Now in the news every day, bisphenol A and other endocrine disrupters were the subject of a late fall story in the Milwaukee Journal Sentinel.
Take a look at your shoes, your shampoo, your carpet. Your baby’s bottles, even the dental sealants in your mouth. These products contain chemicals that disrupt the natural way hormones work inside of you. The chemicals known as endocrine disrupters are all over your house, your clothing, your car. The chemicals are even in you.
They promise to make skin softer, clothes smell fresher and food keep longer. The problem is, neither the companies that make these products nor federal regulators are telling you that some of these substances may be dangerous.

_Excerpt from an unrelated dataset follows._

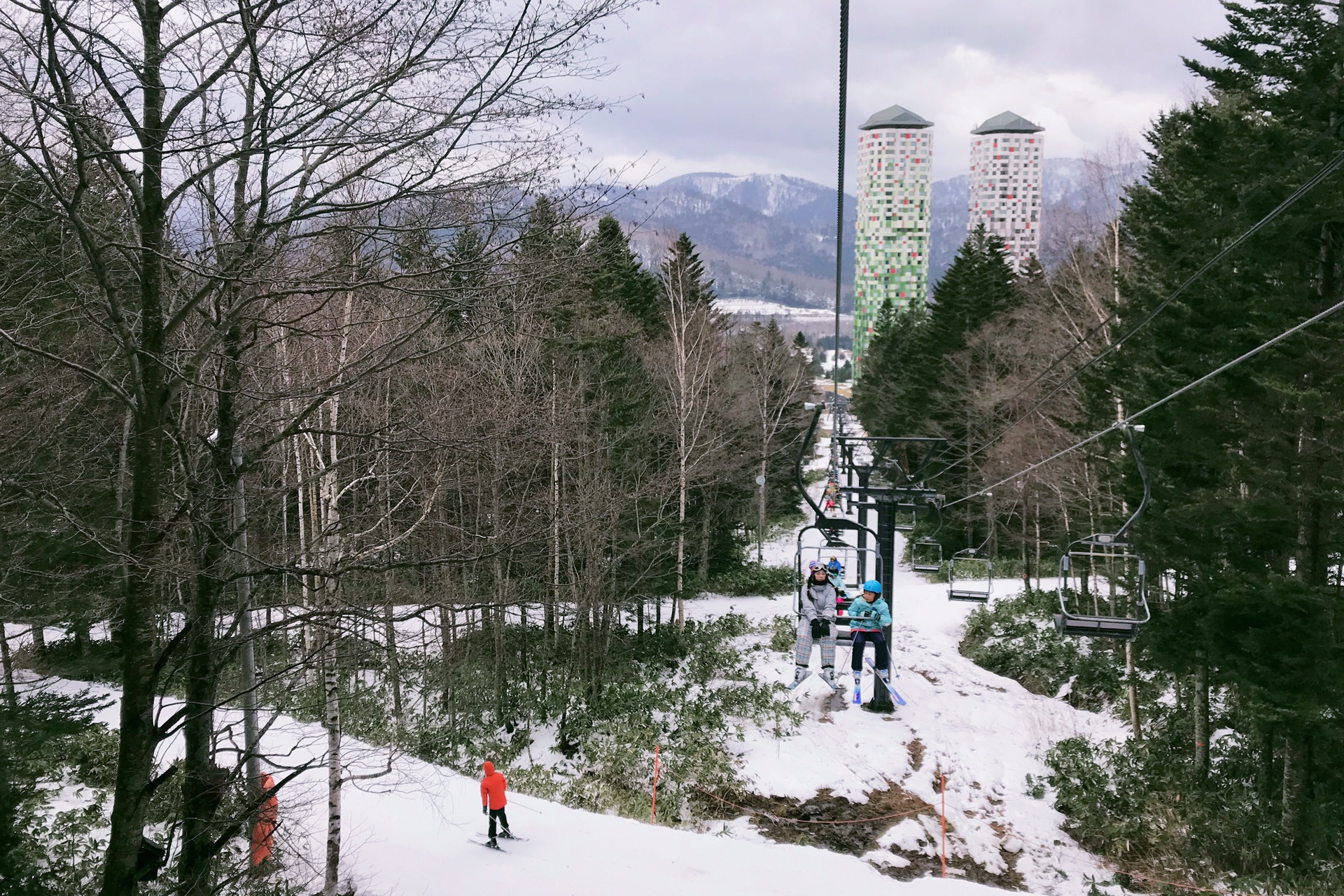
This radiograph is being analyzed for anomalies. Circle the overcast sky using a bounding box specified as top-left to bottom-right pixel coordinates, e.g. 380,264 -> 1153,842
580,0 -> 1223,190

According to Editor Martin Kaiser, “A team of reporters from the Journal Sentinel set out to determine what is being done to protect the public from these chemicals. The answer: nothing.”
Scientists increasingly believe endocrine disrupters contribute to human health problems, including reproductive and development systems.
Reporters Susanne Rust, Meg Kissinger and Cary Spivak used 20 years of research and built their own database to categorize and organize the information. They surveyed numerous laboratory findings that detail damaging effects of these chemicals in animals such as fish, chicken and rats.
Extensive infographics illuminated the subject, while an audit of an ordinary household in suburban Milwaukee revealed the danger inherent in everyday life.
“The few studies that found the chemical to be harmless were almost always funded by the multibillion-dollar chemical industry,” Kaiser said.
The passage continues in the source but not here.